How to Choose Mulch for Your Yard

Choosing the right mulch for your yard depends on where it will be used as well as the composition of the mulch.

Flower Beds: Use a light mulch that will decompose, such as shredded leaves.

Trees and Shrubs: Use heavy mulch like wood bark.

Paths: Heavy mulch, like bark, is best for paths.

Acid Loving Plants: Since pine straw is acidic, use it around acid loving plants like azaleas and camellias.

Watch this video to find out more.

Further Information

Tricia Craven Worley: Choosing the right mulch for your garden is a lot like choosing the right garden tool for a job. Now, when I think about mulches, I think about all the varieties there are. There are fine mulches, like shredded leaves, all the way to really heavy ones, like wood bark.

When I’m thinking about mulching around my flower beds or roses, I really go to something that can decompose, like a shredded leaf, because after it decomposes I can just till it into the soil.

Now, if I want to put something around my trees or shrubs, I’m going to go closer to a heavier bark. Also, that would well on paths. This way after a season I can clear it away and then replenish it.

Now, also keep in mind how much area you have to cover, because the larger the area maybe you want to go to a heavier bark.
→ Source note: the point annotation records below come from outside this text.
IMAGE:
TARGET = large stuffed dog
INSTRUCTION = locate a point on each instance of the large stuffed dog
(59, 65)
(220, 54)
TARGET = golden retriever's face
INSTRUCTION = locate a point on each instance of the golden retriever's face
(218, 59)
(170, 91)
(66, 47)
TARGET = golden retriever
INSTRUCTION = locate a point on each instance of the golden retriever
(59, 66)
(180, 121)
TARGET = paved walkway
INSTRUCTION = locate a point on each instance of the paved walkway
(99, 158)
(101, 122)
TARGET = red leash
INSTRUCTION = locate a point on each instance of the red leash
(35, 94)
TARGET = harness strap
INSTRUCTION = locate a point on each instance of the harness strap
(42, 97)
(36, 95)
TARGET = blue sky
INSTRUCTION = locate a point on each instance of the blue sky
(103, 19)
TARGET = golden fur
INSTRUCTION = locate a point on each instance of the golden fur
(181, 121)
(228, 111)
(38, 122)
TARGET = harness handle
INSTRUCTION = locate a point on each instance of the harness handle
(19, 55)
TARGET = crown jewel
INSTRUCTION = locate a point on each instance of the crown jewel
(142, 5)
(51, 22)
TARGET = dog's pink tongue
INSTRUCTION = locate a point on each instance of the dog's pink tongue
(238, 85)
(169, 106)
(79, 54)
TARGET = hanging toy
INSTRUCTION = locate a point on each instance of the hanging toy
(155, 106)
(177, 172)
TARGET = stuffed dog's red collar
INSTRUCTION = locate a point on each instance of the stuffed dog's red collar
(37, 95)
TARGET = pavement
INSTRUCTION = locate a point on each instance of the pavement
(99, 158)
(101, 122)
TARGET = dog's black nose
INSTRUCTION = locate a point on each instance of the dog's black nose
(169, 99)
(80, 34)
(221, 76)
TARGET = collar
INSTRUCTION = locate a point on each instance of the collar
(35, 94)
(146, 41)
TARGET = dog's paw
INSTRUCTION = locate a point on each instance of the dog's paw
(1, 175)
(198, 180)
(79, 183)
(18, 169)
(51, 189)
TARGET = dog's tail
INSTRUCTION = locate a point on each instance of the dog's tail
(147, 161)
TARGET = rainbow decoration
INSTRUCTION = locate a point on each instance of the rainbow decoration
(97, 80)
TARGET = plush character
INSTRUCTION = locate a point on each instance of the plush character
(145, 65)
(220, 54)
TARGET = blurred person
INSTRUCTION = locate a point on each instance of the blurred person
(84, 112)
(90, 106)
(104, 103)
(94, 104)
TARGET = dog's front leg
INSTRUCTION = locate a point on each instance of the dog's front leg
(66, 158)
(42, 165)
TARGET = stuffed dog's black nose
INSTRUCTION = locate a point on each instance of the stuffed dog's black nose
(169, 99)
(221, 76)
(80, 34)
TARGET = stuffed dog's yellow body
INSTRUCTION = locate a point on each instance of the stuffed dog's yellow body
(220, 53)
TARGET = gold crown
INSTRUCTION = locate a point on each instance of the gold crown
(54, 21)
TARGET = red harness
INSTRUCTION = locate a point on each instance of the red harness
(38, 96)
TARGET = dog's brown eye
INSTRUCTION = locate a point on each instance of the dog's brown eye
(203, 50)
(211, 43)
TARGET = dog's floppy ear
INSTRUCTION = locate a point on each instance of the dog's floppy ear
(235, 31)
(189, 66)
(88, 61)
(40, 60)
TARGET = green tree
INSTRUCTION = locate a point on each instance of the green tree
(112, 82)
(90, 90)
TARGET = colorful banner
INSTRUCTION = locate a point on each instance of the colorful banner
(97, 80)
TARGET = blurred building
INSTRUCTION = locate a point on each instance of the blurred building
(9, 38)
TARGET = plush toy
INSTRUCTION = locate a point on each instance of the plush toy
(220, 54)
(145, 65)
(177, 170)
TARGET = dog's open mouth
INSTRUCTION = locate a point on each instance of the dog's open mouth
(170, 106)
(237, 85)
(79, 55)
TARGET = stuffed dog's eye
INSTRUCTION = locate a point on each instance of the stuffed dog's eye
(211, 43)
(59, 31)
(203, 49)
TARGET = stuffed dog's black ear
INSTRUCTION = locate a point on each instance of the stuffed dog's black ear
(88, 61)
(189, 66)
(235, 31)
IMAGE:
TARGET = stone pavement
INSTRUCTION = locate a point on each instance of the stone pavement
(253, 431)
Also, think about what you’re mulching. In this instance we have pine needles around camellias and azaleas that love acid.

Depending on your area you’re going to have certain mulches available, so you want to look into it and see what’s best for you.


  1. This is a wonderful article on mulching. I was glad to read the recommendations for using shredded leaves and pine needles for acidification. These are absolutely perfect mulches. Did you know that fireflies need leaf mulch for their eggs and larvae? Most gardeners pick p every leaf and by removal cause a negative environmental impact to beneficial insects. Also, more and more is becoming known about soil microbes. Some science is leaning toward all this artificial wood mulch being harmful because of changing the soil conditions that support beneficial soil microbes that in turn benefit plants, their healthy root systems, and more. Certainly mulches that have chemical treatments are a negative environmentally speaking. Those treated mulches create a mini wasteland, which is what some gardeners want – no “weeds.” But that wasteland also reflects harm done to the soil, its natural fungal and bacteriological inhabitants, and their interactions with plants. I hope to be able to read more of your posts on mulching in the future. Thanks!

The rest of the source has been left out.